Comment ai-je pu attendre aussi longtemps avant de dire un mot du poète Alphonse Piché (1917-1998) ? Je l’aime beaucoup. Je possède plusieurs de ses recueils.

Il naît à Chicoutimi en 1917 et, l’année suivante, sa famille s‘installe à Trois-Rivières. Dans sa notice biographique attachée à son livre Poèmes publié aux Éditions de L’Hexagone en 1976, on dit qu’il s’identifiera à « sa ville » et deviendra un homme de la Mauricie. Il a étudié un temps au séminaire de Trois-Rivières, mais il s’est surtout formé par lui-même et a gagné sa vie en exerçant mille et un métiers : commis de chantier, vendeur d’assurances, comptable, et même chantre d’église et de cérémonie. À la fin, il était devenu un vieux sage.
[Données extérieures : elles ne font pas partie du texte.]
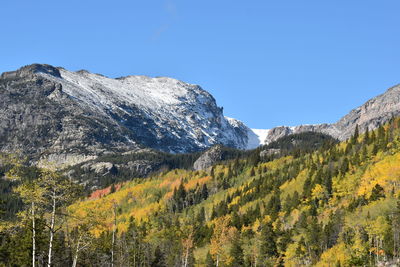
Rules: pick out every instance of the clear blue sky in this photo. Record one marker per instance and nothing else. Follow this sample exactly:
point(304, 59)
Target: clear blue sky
point(267, 63)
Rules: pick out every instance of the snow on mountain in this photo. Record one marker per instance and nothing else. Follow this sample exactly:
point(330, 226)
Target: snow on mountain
point(182, 116)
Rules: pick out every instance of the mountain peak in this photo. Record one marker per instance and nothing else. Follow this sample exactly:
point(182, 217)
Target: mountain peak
point(32, 69)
Dans son ouvrage Poésie du Québec, publié chez Seghers, à Paris, et HMH, à Montréal, en 1968, Alain Bosquet dit de Piché qu’il est «l’auteur, entre autres, de balades d’une sûreté et d’une frappe étonnante».  «C’est — et de loin — ajoute-t-il, le poète néoclassique le plus convaincant de sa génération.»
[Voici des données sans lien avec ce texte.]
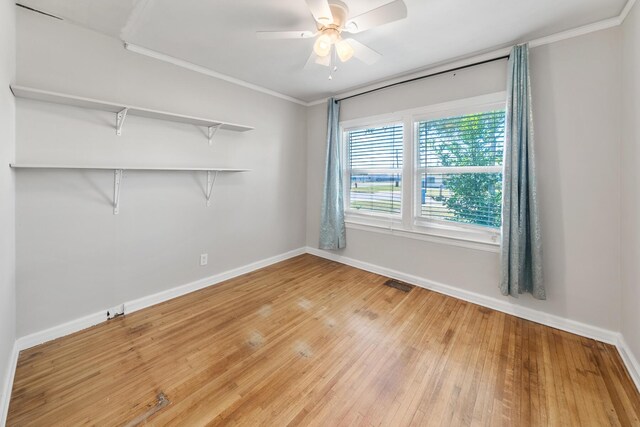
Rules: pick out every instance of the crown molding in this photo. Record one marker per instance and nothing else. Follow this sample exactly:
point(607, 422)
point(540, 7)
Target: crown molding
point(553, 38)
point(627, 9)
Il nous sera donné de revenir sur ce cher Alphonse, ami d’abord des Clément Marchand, Albert Tessier, Raymond Douville, Hervé Biron, Adrienne Choquette, Auguste Panneton, puis de Gérald Godin, Gatien Lapointe et des poètes des Éditions des Forges.

Aujourd’hui, en guise d’intro, Le Marché, un texte de son tout premier recueil, publié en 1946, Ballades de la petite extrace, pour lequel il reçut le Prix David l’année suivante. Dans ce livre, il témoigne de son attachement pour les petites gens de son milieu et de sa condition.

 

Cahin-caha, de p’tit matin
Jantes de bois, roues de ferraille,
À pleine taille de butin,
Par la cité qui dort ou bâille
Les vieux quat’roues, vaille que vaille,
Où trônent les bons habitants,
Vont au marché des victuailles;
On ne vit pas de l’air du temps.

Graves comme des mannequins
Ou comme gens aux funérailles,
Lorgnant au mur leur intestin,
S’offrent des bêtes en débraille;
Cochons, lapins, veaux et volailles
Que tâtent sans ménagement
Des mains douteuses ou canailles;
On ne vit pas de l’air du temps.

Et tout ce monde va et vient
Des légumes à la tripaille;
Et tout ce peuple un peu coquin
S’engueule, piaille et se chamaille;
Et c’est à voir, de ces ouailles
Ou de ces monstres tout sanglants,
Lesquels sont réelle mangeaille…
On ne vit pas de l’air du temps.

ENVOI
Bons habitants, à vos semailles,
À vos troupeaux retournez-en
Parfois, faut bien faire ripaille…
On ne vit pas de l’air du temps.

 

L’illustration montre le marché public devant l’église fortifiée des Chevaliers Templiers à Luz, dans les Hautes-Pyrénées. Cette image du peintre, illustrateur et architecte anglais Thomas Allom (1804-1872) est extraite de l’ouvrage Europe illustrated: its picturesque scenes and places of note, described by John Sherer, superbly embellished with steel engravings by Turner, Allom, Bartlett, Leitchm and other eminent artists. First series. France, Belgium, and the Rhine, The London Printing and Publishing Company Limited, 1876.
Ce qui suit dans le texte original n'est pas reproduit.